Conventional ultrasonic liquid processing systems comprise acoustic horns that reduce their diameters in the output direction and can only provide high ultrasonic amplitudes when their output tips are small. Process scale-up requires switching to horns with larger output tip diameters, able to output the ultrasonic energy into greater volumes of processed liquids while still maintaining high amplitudes. If, however, the output tip diameter of a conventional horn is increased, its maximum vibration amplitude becomes significantly lower and insufficient for most processes. The use of conventional high-amplitude ultrasonic processors is, therefore, limited to laboratory investigations that cannot be scaled-up without sacrificing the quality of the final product. ISM has successfully overcome this limitation by developing BHUT, which permits constructing bench and industrial-scale ultrasonic processors able to operate at extremely high amplitudes. The processors are directly scalable and can be used in the commercial production of excipient nanocrystals for the pharmaceutical industry. Our equipment is compact and relatively low-cost, needs little technical support, includes very few wetted parts, generally requires no special pre-treatment of precursors, and is potentially self-sterilizing due to antibacterial properties of high-intensity ultrasound.

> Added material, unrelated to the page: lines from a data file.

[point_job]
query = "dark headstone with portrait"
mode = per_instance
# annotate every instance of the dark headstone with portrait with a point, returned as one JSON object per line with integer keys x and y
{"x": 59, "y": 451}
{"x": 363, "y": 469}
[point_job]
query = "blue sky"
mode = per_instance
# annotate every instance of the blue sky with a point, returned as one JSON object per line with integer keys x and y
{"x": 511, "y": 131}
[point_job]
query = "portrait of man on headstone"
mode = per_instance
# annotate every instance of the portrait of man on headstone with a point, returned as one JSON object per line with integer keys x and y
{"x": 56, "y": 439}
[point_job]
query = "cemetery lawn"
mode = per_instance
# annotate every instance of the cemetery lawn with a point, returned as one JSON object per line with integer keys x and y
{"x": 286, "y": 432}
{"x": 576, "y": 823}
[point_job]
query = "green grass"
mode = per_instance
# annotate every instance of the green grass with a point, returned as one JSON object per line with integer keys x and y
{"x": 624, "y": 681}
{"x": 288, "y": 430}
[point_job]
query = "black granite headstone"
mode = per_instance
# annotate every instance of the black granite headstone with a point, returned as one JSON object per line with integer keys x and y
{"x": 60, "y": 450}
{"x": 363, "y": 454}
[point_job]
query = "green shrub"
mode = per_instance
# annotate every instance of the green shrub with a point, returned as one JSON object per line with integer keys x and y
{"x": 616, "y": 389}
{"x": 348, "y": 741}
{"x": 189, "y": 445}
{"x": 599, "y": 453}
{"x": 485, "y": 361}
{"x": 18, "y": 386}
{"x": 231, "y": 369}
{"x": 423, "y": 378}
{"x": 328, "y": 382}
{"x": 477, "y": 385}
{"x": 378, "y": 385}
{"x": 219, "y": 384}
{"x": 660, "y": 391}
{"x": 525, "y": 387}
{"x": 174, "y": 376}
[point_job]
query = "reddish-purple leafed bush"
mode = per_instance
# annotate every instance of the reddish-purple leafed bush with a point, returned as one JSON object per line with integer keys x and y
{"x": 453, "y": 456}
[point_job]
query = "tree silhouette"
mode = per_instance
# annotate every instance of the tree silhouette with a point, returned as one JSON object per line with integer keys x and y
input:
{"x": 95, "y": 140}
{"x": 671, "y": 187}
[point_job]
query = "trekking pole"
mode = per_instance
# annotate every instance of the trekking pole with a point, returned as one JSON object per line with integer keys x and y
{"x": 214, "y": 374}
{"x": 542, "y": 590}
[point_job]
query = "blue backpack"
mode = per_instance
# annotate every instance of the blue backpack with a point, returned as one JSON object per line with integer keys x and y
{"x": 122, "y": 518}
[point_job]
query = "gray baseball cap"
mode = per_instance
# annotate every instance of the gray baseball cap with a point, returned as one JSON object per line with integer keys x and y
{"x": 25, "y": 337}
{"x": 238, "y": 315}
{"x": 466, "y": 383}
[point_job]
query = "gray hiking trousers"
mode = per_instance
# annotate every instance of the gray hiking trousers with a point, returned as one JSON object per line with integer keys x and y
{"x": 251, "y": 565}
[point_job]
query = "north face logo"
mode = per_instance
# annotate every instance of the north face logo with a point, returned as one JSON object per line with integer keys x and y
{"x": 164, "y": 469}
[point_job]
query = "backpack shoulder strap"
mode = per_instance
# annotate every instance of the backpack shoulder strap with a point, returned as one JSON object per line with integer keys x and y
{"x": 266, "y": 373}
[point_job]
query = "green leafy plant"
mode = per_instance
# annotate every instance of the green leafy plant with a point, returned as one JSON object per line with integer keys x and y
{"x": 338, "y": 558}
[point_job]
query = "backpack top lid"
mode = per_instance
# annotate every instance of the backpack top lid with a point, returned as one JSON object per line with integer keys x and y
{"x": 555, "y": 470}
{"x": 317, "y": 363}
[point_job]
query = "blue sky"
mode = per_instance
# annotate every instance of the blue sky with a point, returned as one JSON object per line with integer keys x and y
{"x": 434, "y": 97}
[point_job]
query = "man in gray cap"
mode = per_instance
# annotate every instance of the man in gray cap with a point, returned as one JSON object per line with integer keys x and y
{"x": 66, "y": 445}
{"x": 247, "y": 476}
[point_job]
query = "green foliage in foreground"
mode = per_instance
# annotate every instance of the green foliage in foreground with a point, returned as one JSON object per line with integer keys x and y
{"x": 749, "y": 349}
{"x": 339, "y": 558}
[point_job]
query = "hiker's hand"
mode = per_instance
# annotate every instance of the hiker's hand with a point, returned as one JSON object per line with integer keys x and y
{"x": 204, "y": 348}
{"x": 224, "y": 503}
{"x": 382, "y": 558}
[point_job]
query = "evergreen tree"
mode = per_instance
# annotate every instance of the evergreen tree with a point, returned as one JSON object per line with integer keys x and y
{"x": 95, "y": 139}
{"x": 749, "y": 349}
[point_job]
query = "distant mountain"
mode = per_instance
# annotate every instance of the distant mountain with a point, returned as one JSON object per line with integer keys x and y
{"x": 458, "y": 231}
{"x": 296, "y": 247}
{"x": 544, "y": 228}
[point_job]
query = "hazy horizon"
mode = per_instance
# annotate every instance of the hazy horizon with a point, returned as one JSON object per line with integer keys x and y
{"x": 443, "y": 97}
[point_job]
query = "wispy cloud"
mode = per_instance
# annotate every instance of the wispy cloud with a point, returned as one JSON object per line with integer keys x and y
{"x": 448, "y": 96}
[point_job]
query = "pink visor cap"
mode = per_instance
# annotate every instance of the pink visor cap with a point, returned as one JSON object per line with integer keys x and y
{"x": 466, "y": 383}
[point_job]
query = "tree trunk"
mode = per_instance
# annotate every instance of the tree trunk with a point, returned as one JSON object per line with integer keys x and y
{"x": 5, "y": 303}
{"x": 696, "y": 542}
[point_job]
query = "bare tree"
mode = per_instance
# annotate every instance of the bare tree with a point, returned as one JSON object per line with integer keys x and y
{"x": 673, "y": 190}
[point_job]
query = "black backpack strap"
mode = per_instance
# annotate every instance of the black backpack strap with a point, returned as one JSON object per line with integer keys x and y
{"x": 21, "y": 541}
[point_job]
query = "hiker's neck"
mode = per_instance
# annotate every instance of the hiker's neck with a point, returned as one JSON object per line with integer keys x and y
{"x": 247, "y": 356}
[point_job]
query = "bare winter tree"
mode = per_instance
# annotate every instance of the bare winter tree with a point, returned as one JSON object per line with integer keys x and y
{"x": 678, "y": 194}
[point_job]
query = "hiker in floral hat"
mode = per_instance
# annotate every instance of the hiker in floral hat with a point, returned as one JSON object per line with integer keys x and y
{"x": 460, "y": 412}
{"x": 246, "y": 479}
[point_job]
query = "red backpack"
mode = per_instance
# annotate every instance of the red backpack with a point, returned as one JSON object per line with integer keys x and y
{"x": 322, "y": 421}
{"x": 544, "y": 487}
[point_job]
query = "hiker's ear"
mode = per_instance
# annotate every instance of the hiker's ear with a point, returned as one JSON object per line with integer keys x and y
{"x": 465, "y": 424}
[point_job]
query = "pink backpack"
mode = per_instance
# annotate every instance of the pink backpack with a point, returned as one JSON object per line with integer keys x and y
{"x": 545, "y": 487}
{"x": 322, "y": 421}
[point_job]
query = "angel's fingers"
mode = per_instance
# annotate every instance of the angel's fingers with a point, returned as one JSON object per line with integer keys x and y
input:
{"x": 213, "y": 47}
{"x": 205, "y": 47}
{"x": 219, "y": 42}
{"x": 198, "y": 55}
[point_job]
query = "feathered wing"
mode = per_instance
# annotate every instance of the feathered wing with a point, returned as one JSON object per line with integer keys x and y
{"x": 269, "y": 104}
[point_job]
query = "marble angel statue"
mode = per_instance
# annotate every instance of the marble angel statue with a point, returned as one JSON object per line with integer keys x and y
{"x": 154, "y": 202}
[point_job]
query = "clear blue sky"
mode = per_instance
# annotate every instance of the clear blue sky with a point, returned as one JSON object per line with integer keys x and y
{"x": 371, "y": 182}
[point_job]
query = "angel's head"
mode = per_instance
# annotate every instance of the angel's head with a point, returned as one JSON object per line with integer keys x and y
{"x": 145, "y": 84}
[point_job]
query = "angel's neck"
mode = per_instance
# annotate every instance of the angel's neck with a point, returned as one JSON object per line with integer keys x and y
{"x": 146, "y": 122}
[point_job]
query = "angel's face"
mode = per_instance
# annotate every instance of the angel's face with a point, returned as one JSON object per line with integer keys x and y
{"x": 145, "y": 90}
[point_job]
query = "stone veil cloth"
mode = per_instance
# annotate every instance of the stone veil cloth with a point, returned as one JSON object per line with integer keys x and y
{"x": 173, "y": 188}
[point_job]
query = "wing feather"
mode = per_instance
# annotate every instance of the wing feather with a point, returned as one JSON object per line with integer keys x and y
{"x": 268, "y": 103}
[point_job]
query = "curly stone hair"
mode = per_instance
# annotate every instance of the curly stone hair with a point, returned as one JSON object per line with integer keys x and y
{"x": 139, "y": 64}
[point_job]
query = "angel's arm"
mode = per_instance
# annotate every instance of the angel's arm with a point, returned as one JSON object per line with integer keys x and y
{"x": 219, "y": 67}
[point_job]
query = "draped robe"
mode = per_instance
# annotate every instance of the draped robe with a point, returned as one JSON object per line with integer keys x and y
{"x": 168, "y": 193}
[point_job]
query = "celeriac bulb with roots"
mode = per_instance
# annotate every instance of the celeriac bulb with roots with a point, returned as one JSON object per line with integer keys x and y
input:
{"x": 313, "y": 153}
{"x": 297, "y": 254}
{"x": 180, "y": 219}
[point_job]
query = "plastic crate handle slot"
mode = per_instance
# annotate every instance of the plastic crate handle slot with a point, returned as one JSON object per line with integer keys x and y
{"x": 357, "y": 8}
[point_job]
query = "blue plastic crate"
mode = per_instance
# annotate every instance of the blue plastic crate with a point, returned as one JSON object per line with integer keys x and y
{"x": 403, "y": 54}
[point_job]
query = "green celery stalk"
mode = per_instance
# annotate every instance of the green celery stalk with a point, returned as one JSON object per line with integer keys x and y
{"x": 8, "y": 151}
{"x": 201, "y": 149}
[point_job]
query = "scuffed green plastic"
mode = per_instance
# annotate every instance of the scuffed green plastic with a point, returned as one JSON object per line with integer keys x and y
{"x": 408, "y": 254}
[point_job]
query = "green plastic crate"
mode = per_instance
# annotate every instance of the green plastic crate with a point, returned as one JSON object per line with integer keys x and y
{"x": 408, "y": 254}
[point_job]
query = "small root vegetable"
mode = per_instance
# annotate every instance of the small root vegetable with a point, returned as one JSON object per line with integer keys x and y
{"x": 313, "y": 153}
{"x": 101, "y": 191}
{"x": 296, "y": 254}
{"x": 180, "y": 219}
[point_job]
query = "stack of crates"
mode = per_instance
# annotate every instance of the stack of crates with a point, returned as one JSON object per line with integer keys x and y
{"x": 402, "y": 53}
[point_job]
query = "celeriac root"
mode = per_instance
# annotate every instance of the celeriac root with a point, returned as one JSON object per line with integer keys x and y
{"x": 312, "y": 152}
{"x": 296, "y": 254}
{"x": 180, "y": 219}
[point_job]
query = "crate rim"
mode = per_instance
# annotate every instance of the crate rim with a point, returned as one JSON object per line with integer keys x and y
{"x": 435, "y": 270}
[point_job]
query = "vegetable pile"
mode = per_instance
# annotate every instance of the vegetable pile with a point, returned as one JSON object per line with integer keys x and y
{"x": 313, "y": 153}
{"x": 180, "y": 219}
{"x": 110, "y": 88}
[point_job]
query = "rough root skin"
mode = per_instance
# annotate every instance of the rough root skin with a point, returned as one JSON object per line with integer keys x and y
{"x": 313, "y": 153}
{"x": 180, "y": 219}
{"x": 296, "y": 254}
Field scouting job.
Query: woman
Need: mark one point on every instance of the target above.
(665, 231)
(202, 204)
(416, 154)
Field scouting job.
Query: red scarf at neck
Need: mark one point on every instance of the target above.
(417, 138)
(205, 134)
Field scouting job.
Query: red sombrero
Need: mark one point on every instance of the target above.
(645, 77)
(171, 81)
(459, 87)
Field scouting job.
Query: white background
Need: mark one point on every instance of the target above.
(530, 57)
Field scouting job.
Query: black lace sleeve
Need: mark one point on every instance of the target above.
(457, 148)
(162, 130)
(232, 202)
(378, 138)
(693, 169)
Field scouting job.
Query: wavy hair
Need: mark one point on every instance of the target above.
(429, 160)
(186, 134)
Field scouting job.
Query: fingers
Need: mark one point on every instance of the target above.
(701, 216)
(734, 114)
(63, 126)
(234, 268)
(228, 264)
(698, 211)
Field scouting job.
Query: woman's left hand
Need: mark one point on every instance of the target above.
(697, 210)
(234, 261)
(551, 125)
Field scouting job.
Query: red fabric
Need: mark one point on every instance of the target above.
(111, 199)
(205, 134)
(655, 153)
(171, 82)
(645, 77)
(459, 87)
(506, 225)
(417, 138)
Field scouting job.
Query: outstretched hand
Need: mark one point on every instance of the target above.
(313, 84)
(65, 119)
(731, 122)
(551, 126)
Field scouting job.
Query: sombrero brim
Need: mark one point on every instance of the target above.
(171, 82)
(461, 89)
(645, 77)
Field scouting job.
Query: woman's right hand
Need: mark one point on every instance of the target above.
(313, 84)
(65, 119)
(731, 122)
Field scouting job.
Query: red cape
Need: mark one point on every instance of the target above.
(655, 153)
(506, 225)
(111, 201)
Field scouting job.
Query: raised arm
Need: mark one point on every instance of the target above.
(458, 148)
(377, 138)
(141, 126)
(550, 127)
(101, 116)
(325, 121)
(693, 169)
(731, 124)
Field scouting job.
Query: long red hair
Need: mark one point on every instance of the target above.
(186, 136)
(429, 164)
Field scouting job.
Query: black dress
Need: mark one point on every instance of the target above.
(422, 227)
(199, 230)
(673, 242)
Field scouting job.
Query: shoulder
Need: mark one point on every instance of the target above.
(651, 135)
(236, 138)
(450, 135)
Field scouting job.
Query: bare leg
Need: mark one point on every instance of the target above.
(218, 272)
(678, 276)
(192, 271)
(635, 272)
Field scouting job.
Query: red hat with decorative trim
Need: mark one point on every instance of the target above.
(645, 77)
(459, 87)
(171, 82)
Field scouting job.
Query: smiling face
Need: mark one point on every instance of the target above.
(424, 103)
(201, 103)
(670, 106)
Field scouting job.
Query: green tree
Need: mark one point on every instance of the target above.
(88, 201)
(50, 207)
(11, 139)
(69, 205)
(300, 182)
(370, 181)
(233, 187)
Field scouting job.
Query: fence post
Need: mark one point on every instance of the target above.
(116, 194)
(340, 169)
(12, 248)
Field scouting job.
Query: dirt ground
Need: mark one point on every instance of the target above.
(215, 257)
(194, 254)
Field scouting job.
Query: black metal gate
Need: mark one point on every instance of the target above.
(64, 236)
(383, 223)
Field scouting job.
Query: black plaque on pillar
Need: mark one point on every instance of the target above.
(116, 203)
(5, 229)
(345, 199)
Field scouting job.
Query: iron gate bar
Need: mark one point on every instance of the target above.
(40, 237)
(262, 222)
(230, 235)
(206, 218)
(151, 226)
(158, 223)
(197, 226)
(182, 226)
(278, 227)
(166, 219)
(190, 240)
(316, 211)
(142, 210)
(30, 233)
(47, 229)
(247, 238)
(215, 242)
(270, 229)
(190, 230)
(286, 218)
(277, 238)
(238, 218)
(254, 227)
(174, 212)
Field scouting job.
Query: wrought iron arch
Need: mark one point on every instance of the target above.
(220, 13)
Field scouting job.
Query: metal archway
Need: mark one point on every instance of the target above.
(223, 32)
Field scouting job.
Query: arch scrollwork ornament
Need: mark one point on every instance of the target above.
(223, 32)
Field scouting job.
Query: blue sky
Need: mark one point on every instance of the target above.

Sonofragmentation of Excipient Crystals
In order to illustrate the ability of BHUT-based processors to produce excipient nanocrystals, a sonofragmentation experiment was conducted using our bench-scale ultrasonic liquid processor, BSP-1200. The processor was configured in the flow-through arrangement, as shown in the above schematic.
The initial excipient crystals with the mean particle size diameter (d50) of 15.4 micrometers were suspended in 1 L of organic solvent at the concentration of 5 % by mass. No surfactants or any other agents were used. The suspension was stirred in the storage tank as it recirculated through the reactor chamber at the rate of 4 L/min for 2 hours. The reactor chamber was equipped with a HBH-type Barbell horn having the diameter of 32 mm and vibrating at the amplitude of 90 microns. The temperature of the suspension was maintained at 25 C throughout the procedure by running chilled water through the temperature control jacked on the reactor chamber.
The results presented above show that after 2 hours of ultrasonic exposure, the required mean particle size of about 0.4 micrometers (400 nanometers) was obtained. For commercial-scale production, the procedure can be transferred to the ISP-3000 industrial ultrasonic processor, which would allow to increase the productivity by a factor of 5.
Ultrasound is a simple and effective technique for producing excipient nanocrystals. With the use of BHUT, the process is directly scalable, making it possible to implement laboratory accomplishments in an industrial production environment.
The data presented above was collected in collaboration with Allied Innovative Systems, LLC (ALLIS).